Rain, rain and more rain. Good chance to catch up with the writing but would sooner be out listening to some music. I did go out around noon to get some lunch from the Verti Mart, a block down from us. Verti Mart is open 24 hours a day and the food is more that acceptable. Fried chicken, mashed potatoes and green beans. I have learned from experience that one meal here is two meals at home.
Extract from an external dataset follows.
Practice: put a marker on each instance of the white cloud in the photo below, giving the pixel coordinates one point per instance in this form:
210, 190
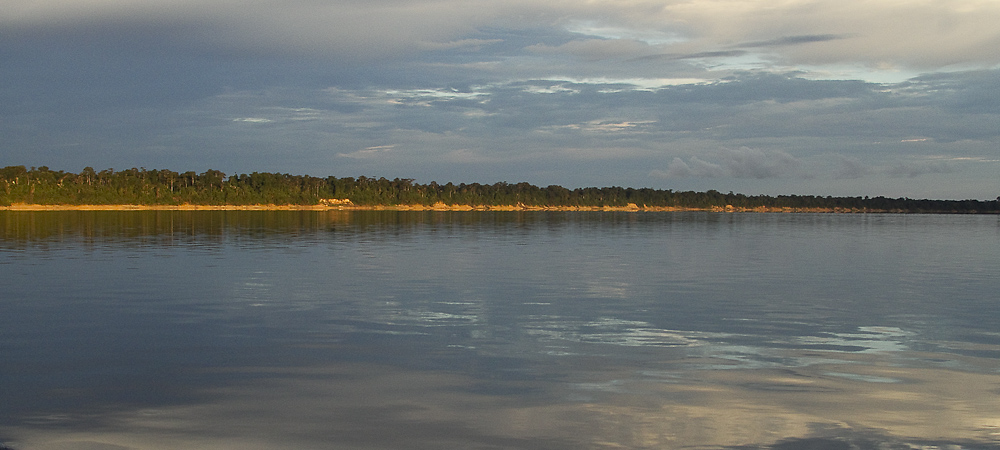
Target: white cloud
368, 152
At 1;35 the rain finally relented and we are out, baby. A band that Wendy and I both like a lot, the Creole String Beans will be playing at an outdoor stage near the Old Mint, only ten minutes from us. The weather is still looking iffy. There is a large grassed area in front of the stage which reminds me of an old fashioned mid-winter footy ground. Mud, mud and more mud. The Beans are a great party band, playing classic New Orleans R’n’B the likes of Fats Domino, Lee Dorsey, Professor Longhair and Smiley Lewis as well as some real good originals. The crowd gets involved with a bit of mud dancing. I went to get a Chardonnay for Wendy and the elderly lady said to me ‘you want a shot of what.’ She even asked me for I.D. which made me think she was taking some shots herself. After the Beans had finished we walked down to the Abita Stage (15 minute walk). Don’t you like it when you can walk out your front door and take a quick stroll to hear some of the finest music there is.
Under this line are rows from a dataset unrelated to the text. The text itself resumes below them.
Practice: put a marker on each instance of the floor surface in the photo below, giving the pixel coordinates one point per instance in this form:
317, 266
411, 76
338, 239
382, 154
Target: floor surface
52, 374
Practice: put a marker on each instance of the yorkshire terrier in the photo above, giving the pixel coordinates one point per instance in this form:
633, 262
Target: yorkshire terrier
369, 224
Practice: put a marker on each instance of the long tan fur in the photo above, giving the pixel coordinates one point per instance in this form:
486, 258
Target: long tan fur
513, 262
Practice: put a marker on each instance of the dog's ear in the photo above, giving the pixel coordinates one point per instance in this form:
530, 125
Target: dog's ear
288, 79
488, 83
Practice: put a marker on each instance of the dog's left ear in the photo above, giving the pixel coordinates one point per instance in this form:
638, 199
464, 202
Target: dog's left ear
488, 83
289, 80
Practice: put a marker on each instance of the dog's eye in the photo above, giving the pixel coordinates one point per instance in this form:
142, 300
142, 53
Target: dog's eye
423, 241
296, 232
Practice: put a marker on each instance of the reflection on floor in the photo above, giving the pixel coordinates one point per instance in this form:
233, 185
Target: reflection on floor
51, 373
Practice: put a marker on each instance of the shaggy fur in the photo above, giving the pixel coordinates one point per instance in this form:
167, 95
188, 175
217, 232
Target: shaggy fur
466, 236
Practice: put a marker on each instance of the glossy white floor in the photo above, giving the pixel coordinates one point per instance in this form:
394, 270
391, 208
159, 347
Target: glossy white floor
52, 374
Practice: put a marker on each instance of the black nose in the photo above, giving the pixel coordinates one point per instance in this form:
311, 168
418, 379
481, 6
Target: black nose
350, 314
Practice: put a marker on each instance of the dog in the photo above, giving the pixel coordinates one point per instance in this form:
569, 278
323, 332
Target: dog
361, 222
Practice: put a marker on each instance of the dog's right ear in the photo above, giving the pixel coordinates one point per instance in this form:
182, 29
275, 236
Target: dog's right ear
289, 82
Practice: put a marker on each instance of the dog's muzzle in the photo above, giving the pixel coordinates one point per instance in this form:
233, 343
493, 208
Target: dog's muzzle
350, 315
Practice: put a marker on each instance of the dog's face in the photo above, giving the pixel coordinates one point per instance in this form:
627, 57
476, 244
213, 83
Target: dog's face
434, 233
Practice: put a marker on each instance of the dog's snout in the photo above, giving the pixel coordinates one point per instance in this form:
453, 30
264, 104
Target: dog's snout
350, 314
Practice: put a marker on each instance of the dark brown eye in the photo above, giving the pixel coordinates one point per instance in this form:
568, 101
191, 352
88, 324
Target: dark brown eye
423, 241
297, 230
Kermit Ruffins & the Barbeque Swingers were in full flight by the time we got to the stage. Quick hello to Stew & Carol and off to get a beer. I had to get Kate to buy my Amber as I had no I.D. The authorities have cracked down and irrespective of how old you are you must have I.D. A light drizzle has set in and it looks like it is here to stay.
We headed over to the Tropical Island Hand Grenade Stage to catch a favourite band of mine. The Honey Island Swamp Band, great country driven rock a little like the Allman Brothers but definitely their own style. Excellent musicians and great songs (mostly originals). The Natchez is in dock and the huge Ocean Liner the Norwegian Dawn is pulling out of dock. What a sight to behold as it makes the huge right turn of the Mississippi. It looks like the river is taking the ship were it wants as it swings around.
I can see (being a semi-local) that the weather is closing in again. Time to make a move. We decided to have dinner at Cafe Maspero (Ian Fraser’s favourite ‘awlins bar). Kate has gone for the roast beef ‘po boy (poor man’s sandwich) with gravy on the side and Wendy and I share a fried oyster plate.
We headed back home in the rain, wet but not cold.